Eleanor Estes always felt guilty she hadn’t defended the girl. Years later, she would do something about it.
Eleanor Estes was born Eleanor Ruth Rosenfeld on May 9, 1906, to Louis Rosenfeld, a bookkeeper, and Caroline Gewecke Rosenfeld, a seamstress. Her father died when she was young, and her mother’s dressmaking supported the family. After graduating from high school, Eleanor became a children’s librarian at the New Haven Free Library.
In 1931, she attended the Pratt Institute library school in New York City on a scholarship. There she met her husband, Rice Estes. They both worked as librarians, and he became a professor of library science.

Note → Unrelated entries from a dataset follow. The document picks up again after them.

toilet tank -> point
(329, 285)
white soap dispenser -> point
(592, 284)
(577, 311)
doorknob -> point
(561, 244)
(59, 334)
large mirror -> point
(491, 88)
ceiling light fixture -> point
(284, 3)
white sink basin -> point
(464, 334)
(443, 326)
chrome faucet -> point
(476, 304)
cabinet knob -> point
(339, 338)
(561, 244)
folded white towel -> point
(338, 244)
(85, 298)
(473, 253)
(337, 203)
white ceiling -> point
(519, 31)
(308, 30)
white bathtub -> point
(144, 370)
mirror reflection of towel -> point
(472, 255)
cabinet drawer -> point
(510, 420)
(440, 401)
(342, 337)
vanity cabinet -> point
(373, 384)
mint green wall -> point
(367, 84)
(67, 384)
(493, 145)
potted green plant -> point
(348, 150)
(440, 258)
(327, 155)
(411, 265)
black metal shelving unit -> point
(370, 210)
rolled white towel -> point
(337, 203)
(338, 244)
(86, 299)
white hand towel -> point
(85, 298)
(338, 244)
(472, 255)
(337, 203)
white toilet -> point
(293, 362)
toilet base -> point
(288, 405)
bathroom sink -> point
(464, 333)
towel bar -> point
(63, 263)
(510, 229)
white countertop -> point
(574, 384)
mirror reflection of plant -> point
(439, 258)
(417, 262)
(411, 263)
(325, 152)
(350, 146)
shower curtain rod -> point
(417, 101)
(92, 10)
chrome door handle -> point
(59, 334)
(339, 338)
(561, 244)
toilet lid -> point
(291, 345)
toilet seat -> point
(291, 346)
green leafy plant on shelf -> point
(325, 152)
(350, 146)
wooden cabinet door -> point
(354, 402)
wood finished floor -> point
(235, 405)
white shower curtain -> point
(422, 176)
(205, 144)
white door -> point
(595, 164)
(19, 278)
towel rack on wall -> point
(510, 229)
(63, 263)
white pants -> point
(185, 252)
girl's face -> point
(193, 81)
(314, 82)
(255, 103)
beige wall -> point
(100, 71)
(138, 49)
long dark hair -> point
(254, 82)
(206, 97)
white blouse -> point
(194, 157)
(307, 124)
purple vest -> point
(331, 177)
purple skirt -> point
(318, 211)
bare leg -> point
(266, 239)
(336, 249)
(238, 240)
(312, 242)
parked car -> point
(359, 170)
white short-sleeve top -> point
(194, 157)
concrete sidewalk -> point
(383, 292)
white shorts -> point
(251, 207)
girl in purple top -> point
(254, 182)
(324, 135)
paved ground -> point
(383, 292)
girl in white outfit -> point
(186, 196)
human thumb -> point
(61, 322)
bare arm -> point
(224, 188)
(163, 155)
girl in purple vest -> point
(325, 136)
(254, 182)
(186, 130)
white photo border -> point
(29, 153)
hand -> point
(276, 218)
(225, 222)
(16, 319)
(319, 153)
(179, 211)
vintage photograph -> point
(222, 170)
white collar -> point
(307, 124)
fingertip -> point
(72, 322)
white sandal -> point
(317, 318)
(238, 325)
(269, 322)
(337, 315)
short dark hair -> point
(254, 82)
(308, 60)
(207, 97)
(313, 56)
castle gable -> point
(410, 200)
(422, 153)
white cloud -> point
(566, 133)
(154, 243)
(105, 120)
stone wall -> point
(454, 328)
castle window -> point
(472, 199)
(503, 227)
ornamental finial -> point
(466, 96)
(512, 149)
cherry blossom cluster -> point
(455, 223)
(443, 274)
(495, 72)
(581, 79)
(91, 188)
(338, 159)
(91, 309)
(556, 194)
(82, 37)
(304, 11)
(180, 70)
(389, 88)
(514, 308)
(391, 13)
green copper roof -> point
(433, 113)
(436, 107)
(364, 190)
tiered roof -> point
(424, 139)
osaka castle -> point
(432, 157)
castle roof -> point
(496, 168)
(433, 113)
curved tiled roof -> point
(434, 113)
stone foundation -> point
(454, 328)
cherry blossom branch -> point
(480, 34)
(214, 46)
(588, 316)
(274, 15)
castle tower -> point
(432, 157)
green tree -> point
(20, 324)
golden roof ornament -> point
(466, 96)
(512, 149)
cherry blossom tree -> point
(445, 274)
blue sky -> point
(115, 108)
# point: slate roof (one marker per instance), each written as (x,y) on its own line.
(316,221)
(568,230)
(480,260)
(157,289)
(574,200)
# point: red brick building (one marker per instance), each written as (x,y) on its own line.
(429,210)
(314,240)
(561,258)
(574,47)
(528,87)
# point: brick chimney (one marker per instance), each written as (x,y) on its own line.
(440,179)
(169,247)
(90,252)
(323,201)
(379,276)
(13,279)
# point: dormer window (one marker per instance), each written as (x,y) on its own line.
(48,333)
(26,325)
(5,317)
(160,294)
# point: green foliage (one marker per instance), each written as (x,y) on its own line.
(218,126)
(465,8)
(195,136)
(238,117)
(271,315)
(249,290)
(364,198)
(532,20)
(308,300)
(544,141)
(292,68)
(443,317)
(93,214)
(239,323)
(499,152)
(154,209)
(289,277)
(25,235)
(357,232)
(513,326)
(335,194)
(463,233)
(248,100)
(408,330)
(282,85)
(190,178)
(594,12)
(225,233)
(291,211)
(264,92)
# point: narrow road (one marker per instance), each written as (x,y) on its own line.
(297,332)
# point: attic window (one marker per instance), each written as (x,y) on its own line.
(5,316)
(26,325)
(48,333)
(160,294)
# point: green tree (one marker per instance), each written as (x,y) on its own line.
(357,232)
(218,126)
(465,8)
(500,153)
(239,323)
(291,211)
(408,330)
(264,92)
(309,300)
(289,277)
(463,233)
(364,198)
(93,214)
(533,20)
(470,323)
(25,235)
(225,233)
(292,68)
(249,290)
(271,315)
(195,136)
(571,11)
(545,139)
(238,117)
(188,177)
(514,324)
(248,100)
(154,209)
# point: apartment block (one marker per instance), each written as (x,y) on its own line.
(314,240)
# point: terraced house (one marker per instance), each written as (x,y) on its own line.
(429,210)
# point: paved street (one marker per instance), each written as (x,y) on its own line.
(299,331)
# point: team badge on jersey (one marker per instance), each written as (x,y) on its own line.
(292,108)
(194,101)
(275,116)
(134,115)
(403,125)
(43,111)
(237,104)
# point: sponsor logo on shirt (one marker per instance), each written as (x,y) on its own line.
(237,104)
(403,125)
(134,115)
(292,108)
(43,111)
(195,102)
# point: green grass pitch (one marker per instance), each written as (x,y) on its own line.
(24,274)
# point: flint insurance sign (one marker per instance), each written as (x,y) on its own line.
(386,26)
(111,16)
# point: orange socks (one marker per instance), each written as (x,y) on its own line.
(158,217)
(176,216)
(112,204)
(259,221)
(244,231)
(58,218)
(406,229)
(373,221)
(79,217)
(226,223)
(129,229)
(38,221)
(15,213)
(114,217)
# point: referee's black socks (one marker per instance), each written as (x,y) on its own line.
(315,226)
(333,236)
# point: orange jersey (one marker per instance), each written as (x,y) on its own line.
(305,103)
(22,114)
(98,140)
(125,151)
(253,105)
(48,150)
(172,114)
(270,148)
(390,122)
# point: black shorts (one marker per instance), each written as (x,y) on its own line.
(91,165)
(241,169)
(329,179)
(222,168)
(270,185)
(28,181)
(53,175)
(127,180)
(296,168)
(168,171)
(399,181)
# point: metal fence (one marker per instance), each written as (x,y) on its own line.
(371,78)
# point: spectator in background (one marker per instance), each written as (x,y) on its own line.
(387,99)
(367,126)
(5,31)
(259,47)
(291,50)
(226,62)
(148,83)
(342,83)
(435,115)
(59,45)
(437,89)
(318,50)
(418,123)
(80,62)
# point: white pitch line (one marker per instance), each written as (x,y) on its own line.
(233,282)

In 1941, Eleanor Estes was confined to bed with tuberculosis. She began writing children’s books about the Moffatt family, based on her own family. The fictional town of Cranbury was based on West Haven.
In 1944 she wrote The Hundred Dresses to atone for her silence when her classmate was bullied. “As an adult, once she had become a writer, she figured that the only thing she could do was to write her story,” her daughter Helena, also a children’s librarian, said in an interview with NPR.
The story is about a girl named Wanda Petronski, a Polish-American who is mocked for her funny last name and her worn blue dress. When Wanda claimed to own 100 dresses, her classmates cornered her every day and demanded she describe them. Wanda’s father took her out of the school because of the bullying. Wanda had entered the classroom drawing contest with 100 beautifully drawn dresses. She won, and her remorseful classmates sent her a letter of apology.
The book has never been out of print. In 2007 it was named one of the top 100 books for children by the National Education Association.